# Counterfeit Titleist



## dasslp (Sep 8, 2007)

Greetings,

I have a quick question for anyone who has ever used Titleist 704's. I purchased a set last Spring from SupremeGolf in Arlington, TX through e-bay. The irons arrived in new condition and I have been very happy with their performance. When I tried to register them on the Titleist website I was informed I would need a serial number off of the 6 iron. Well, my irons don't have any serial numbers on any of the irons and I am wondering if they are authentic or clones? Can anyone help me in determining their authenticity? I called Titleist and they said I would need to send them back to the factory for inspection. Is there any other way?

Thanks, Dennis


----------



## 373 (Jun 9, 2006)

I know the clone and counterfeit market has become a big problem for ebay sellers and buyers alike. There was a recent article in a magazine about it, how you could buy practically any brand of irons on the street in China. They were "fakes" made by the same manufacturers who made the real club heads, but they were stolen from the production line so someone could make an extra buck. The hard part to understand was that they people interviewed didn't seem to feel they were doing anything wrong.

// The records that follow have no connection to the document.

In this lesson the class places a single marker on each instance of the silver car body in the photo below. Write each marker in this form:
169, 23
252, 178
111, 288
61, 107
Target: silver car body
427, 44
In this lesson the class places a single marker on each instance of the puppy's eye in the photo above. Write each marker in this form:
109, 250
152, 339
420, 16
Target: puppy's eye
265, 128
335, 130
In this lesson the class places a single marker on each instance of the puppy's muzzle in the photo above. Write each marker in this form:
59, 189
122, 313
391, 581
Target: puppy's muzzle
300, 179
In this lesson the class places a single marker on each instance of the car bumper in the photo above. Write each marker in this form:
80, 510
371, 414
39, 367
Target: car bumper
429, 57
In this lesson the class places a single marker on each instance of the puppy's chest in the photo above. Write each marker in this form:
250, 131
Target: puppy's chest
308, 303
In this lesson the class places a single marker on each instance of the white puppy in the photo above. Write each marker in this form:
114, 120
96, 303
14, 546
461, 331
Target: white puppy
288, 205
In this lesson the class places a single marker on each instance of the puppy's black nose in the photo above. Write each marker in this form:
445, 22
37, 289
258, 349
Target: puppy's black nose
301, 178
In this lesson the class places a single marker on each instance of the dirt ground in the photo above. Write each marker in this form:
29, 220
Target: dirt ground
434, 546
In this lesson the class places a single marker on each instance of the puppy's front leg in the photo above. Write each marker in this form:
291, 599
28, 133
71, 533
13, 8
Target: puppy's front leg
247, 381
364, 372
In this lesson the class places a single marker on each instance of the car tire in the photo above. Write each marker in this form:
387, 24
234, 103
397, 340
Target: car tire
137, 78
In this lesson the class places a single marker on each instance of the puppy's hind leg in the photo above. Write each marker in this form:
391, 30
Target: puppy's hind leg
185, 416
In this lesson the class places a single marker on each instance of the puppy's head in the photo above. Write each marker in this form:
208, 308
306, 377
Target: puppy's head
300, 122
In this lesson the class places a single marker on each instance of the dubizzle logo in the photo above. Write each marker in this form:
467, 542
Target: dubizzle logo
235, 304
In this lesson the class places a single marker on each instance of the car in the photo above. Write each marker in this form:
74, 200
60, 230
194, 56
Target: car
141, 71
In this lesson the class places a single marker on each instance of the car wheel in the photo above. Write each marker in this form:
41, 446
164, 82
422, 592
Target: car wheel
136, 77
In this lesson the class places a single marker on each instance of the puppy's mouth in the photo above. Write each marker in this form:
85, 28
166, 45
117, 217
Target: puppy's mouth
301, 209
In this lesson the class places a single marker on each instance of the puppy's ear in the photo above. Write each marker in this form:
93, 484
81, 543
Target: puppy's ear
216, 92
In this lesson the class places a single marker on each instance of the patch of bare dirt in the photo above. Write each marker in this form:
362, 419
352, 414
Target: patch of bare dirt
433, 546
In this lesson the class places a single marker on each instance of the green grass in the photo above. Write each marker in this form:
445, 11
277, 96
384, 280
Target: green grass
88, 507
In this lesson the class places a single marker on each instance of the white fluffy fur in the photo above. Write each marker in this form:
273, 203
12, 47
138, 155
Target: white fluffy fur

I recently sold a set of Cleveland irons and I got an email from a buyer asking the serial number. I was surprised that I couldn't find one, but more surprised when I called Cleveland and they advised me they don't put serial numbers on their clubs. They do have some other little tricks they use to determine how you could tell the authenticity of a Cleveland club, but without sending the clubs to them, it could be a crap shoot. They suggested I look for a little raised dot on the upper part in the C in Cleveland. Thankfully, I found my irons had that dot and the buyer was satisfied enough to buy the irons.

I know Callaway serializes their clubs. If Titleist does too, I would get Titleist on the phone and ask exactly where to find it and whether they do anything else to be able to tell.


----------